The language matters
A large paper (deHeer) looked at a national registry of patients in the Netherlands. They looked at 2,980 participants, categorized them in the following manner, and then looked at the correlation with chronic pain.
- No psychopathology
- Remitted depressive and/or anxiety disorder
- Current depressive disorder
- Current anxiety disorder
- Current comorbid anxiety and depressive disorder
Only 5.7 percent reported no pain symptoms. One of the conclusions was, “Depression and anxiety share the same pathophysiological pathways as pain and can have a reciprocal effect on each other, which could explain these associations.” Interestingly, even patients with remitted anxiety and depression still suffered from ongoing chronic pain compared to those without psychopathology.
Change the language
Consider changing the language. Anxiety is pain. Most people deal with it reasonably well, although the actual sensation is always unpleasant. At some threshold, it interferes with your quality of life and can become intolerable. The eventual outcome is the constellation of the above-mentioned symptoms, which we call depression.
But anxiety is the problem and is not a diagnosis. Different psychological disorders are the result of attempts to cope with anxiety. This study is supporting evidence. Sustained levels of stress hormones also create multiple physical symptoms, including increased pain from faster nerve conduction (Chen) with devastating effects on your quality of life and health (Fredhaim).
By creating the separate diagnostic categories of anxiety, depression, and chronic pain, we are taking the focus off of the root cause being relentless anxiety. One alternative would be to say that remaining in a hyper-vigilant, neurochemical state results in a constellation of symptoms, one of which is depression. The manifestations of this heightened state also include chronic mental and physical pain.
The most effective way to treat depression is to utilize one of the many effective methods to calm down the nervous system.
deHeer, EW, et al. The association of depression and anxiety with pain: A study from NESDA. PLOSone (2014); 9:1-11. e106907.

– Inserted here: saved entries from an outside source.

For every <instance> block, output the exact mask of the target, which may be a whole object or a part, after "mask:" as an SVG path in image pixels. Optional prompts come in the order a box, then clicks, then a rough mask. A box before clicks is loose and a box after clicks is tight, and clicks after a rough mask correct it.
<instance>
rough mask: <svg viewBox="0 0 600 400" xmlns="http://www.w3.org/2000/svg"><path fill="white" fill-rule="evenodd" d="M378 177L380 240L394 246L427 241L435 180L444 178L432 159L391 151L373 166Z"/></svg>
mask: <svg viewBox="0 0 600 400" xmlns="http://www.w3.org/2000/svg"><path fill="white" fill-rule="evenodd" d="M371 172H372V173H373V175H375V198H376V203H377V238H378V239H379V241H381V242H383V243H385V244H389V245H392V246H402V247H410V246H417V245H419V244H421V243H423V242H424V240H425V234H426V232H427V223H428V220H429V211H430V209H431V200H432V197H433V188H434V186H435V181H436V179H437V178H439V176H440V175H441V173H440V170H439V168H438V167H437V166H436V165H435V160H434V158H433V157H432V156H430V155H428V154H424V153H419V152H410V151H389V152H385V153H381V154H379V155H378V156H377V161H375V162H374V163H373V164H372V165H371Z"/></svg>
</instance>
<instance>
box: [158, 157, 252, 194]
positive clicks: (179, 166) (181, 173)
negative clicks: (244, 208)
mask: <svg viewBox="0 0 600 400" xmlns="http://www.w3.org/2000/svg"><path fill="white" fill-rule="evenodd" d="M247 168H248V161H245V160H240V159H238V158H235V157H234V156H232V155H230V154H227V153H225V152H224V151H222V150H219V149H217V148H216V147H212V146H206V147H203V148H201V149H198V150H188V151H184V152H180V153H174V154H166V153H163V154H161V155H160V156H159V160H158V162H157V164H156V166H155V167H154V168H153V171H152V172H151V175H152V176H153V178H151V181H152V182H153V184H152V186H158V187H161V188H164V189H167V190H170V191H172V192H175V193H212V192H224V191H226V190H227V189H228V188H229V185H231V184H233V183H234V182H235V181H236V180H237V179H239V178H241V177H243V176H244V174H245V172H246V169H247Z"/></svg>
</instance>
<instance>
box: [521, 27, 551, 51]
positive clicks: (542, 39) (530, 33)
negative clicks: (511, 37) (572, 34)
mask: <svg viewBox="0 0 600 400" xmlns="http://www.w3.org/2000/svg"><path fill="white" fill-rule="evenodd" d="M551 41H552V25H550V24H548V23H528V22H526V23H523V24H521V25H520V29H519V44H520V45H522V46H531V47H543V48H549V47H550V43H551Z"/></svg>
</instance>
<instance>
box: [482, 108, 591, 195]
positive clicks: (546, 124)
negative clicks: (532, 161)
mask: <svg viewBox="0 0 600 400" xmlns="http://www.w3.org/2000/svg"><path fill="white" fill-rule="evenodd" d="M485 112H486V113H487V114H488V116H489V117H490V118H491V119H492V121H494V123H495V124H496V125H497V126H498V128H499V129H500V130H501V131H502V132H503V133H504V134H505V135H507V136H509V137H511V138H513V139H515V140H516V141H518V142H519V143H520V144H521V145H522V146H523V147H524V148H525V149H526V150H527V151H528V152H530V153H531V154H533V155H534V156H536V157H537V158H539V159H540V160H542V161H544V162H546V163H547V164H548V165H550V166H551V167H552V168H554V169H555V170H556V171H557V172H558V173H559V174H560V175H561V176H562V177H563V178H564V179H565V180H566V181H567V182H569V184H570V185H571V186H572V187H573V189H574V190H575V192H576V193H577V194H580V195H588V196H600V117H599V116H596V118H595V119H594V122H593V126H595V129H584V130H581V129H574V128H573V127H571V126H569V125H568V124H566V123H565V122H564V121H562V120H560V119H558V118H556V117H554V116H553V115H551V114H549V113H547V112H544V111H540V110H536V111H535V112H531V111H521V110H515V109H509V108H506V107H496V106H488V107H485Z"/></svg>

Abass, A, et al. Direct diagnosis and management of emotional factors in chronic headache patients. Cephalgia, doi:10.1111/j.1468-2982.2008.01680.x
Fredheim OM, Kaasa S, Fayers P, Saltnes T, Jordhøy M, Bortchgrevink PC. Chronic non-malignant pain patients report as poor health-related quality of life as palliative cancer patients. Acta Anaesthesiol Scand. 2008;52(1):143-148.
Chen X, et al. “Stress enhances muscle nociceptor activity in the rat.” Neuroscience (2011); 185: 166-173.
Eisenberger N. “The neural bases of social pain: Evidence for shared representations with physical pain.” Psychosomatic Medicine (2012); 74: 126-135.